Niterói, Maricá, no Rio de Janeiro, e Ilha Bela, em São Paulo, são exemplos de municípios que criaram esses fundos e hoje contam com uma boa reserva. José Luiz explica que a formação desses fundos aconteceu por causa do mau exemplo do Norte Fluminense na aplicação dos royalties. “Os prefeitos, ano que vem, vão ter que ser criativos e fazer um pacto com a sociedade, para discutir quais são as prioridades, em função da crise no orçamento”, diz.

Royalties com menor espaço no orçamento

O município vive uma nova realidade financeira. Segundo o secretário municipal de Desenvolvimento Econômico, Felipe Quintanilha, em 2015, os royalties e participações especiais representaram 54,9% do orçamento. Em 2017, primeiro ano da gestão do prefeito Rafael Diniz, este percentual já havia caído para 29,8%. Em 2020, as receitas do petróleo terão respondido por apenas 17% do orçamento.

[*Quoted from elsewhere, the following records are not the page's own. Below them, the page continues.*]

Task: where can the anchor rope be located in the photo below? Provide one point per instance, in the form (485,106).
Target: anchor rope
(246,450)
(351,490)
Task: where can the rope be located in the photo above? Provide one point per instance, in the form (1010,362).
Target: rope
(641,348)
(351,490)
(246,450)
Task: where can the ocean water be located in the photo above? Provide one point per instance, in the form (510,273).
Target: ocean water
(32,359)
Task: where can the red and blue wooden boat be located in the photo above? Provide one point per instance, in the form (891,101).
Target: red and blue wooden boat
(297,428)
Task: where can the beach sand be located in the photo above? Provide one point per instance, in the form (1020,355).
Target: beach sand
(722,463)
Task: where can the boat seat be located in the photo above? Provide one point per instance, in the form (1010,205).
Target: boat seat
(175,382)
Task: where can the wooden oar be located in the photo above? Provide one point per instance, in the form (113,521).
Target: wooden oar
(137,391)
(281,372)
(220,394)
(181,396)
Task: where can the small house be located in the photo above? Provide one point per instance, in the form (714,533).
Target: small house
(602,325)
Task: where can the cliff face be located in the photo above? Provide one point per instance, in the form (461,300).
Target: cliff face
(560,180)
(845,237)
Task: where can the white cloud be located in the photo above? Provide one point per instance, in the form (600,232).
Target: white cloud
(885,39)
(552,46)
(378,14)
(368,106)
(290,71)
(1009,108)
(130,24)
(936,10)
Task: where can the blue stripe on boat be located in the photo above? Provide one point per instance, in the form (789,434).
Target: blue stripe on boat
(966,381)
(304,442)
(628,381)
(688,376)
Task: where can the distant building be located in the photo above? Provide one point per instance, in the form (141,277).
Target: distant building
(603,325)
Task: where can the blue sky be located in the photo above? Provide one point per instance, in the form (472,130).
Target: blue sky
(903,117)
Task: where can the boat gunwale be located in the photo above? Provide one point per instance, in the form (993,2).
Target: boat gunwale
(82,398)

“Sabendo que não seria mais possível depender tanto da receita do petróleo, desde o início trabalhamos com quatro metas: redução de despesas, aumento da arrecadação própria, atração de novas empresas e diversificação da economia. Além do incentivo a setores importantes, como agricultura, empreendedorismo, economia solidária, ciência, tecnologia e inovação. Foi criado um ambiente mais favorável aos novos negócios”, destacou.

Indenizações comprometidas

Felipe Quintanilha destaca que a atual gestão herdou uma dívida milionária de empréstimos contraídos em 2014, 2015 e 2016 e que teve que administrar o município com o orçamento pela metade. “A entrada do dinheiro dos empréstimos acabou maquiando a queda de royalties fazendo com que a população só percebesse a crise em 2017. O orçamento, que em 2016 foi de R$ 3 bilhões, passou para R$ 1,5 bilhão em 2017 e, ainda, com um empréstimo para pagar. Em 3 anos e 9 meses, já pagamos R$ 200 milhões só de empréstimos da gestão passada. Em 2019, voltamos a ter nova queda na receita, inclusive, com a primeira participação especial zerada na história de Campos”, finalizou Quintanilha.